Long before I was elected into public office I was a small business owner. My very first business I created was the age of 20. It was a small deli in the city of Bakersfield, California. With every business I had I learned three lessons: As a small business owner you’re the first one to work, you’re the last one to leave, and you’re the last one to be paid. It was hard work, but it was rewarding to provide a good product to your neighbors.

But there’s one other lesson that I learned, and one that I feared the most. And it came from Washington. It was a faceless, nameless bureaucrat that could change the direction of my business, that wasn’t listening, and could not hear. You know, year after year, that’s what bureaucrats do behind us inside the Department of Labor. If you just look in the short time frame: overtime rule tying down the employees that we want to give flexibility to, or fiduciary limiting the financial advice others could actually have, or silica just adding massive cost to the builders. And that’s just one department here in Washington.

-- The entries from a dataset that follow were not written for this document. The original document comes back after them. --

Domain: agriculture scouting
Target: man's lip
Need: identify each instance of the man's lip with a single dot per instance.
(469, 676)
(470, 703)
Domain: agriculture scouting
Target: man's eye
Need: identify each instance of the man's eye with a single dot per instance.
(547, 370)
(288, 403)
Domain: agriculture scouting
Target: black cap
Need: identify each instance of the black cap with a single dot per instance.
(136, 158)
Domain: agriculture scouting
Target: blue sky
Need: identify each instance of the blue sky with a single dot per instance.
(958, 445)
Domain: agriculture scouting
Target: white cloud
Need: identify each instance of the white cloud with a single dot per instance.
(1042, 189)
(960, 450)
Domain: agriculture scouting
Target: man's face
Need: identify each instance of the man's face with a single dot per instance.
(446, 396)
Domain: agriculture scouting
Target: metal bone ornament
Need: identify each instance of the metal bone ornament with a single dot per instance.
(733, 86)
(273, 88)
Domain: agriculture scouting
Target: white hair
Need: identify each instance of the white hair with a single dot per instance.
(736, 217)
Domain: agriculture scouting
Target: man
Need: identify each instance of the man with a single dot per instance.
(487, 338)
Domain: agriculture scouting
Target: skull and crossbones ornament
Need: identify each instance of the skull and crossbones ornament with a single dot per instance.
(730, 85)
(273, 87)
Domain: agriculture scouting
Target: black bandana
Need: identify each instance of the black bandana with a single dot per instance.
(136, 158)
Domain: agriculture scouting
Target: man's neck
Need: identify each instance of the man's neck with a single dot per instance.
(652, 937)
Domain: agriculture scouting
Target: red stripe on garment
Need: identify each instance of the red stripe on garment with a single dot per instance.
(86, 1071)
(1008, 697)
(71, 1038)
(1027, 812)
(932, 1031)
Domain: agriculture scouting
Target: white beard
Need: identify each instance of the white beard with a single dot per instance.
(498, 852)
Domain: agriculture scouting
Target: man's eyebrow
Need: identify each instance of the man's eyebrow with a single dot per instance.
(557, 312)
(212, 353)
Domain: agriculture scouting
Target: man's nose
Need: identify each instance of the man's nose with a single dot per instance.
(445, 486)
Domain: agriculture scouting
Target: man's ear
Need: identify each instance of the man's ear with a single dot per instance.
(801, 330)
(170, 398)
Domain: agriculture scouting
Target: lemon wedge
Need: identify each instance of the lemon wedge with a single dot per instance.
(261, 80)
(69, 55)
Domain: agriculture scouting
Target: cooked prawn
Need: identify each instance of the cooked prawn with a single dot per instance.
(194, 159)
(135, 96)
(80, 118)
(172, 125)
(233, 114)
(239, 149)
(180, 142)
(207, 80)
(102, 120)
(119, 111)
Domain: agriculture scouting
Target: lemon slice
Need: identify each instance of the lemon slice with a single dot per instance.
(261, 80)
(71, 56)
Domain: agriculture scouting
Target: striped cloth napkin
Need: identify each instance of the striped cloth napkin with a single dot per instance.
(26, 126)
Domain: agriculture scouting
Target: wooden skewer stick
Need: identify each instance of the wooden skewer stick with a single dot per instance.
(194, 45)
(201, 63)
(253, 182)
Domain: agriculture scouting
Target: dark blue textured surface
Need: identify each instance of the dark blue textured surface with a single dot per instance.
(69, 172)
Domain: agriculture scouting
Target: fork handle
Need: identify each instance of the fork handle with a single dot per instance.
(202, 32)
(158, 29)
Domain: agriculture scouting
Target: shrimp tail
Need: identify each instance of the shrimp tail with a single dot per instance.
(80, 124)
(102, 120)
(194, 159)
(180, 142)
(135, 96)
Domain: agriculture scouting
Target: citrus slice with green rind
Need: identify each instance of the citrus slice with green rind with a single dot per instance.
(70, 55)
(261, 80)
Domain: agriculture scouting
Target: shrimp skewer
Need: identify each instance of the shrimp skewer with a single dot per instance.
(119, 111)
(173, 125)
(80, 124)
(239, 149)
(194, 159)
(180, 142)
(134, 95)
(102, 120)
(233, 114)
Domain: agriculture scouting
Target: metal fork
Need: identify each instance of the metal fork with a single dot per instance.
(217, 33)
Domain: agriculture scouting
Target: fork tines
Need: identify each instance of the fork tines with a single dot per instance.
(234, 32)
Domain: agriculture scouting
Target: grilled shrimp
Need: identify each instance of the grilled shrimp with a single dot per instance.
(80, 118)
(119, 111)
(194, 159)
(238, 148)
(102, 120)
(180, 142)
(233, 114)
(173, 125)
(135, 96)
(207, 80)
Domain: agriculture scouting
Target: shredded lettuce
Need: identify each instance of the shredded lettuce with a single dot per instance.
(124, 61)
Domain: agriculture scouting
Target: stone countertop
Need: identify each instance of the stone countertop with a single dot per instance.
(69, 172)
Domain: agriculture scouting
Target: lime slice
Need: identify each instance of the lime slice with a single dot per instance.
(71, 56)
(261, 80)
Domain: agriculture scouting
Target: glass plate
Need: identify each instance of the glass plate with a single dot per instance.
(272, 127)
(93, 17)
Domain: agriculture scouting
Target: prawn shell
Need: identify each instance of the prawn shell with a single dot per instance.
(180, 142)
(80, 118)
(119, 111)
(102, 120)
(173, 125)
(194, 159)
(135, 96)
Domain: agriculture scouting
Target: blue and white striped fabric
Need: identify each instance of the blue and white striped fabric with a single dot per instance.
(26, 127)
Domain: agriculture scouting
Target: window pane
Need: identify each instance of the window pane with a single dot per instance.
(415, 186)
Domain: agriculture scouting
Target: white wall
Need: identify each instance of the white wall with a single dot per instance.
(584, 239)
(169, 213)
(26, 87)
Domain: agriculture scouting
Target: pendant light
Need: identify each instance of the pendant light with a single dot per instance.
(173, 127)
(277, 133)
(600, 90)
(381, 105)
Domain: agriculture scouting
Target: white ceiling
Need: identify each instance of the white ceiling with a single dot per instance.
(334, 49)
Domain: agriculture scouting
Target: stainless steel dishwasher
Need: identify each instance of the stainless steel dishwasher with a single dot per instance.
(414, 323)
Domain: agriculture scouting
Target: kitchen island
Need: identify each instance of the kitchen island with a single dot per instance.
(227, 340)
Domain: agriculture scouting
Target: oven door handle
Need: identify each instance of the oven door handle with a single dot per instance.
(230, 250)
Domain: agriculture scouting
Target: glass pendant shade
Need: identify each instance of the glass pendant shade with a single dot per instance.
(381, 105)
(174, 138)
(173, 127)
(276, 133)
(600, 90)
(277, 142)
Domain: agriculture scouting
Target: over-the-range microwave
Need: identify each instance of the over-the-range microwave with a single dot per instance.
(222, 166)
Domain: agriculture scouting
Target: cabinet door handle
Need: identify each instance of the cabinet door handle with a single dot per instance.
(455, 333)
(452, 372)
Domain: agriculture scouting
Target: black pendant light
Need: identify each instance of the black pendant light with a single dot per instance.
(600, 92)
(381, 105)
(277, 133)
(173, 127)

You know, small businesses and the millions of people they employ, they aren’t the enemies. They’re not the enemies to be regulated. They’re good people and they deserve government to serve them, not run them out of business.

Now, the members of this task force took a look at every aspect, but they kept in mind that small business—that individual that wants to create something maybe in a garage that could even build into something bigger. And the American people need those jobs. They need better pay. They need opportunities to increase their skill, provide for themselves and their families. They want to make their lives a little better than the day before.

Each and every regulation produced in Washington should have those goals in mindand if it fails to produce those results, we just shouldn’t have it. That’s why the people across America should have a voice. And that voice—they lend that power every two years to their representative in Congress, not to a faceless bureaucrat that thinks they know better, that never been into a sandwich shop and know how to run it. They weren’t there the first one to work, the last one to leave, and last one to be paid. Let their voices be heard, and that’s a better way for America.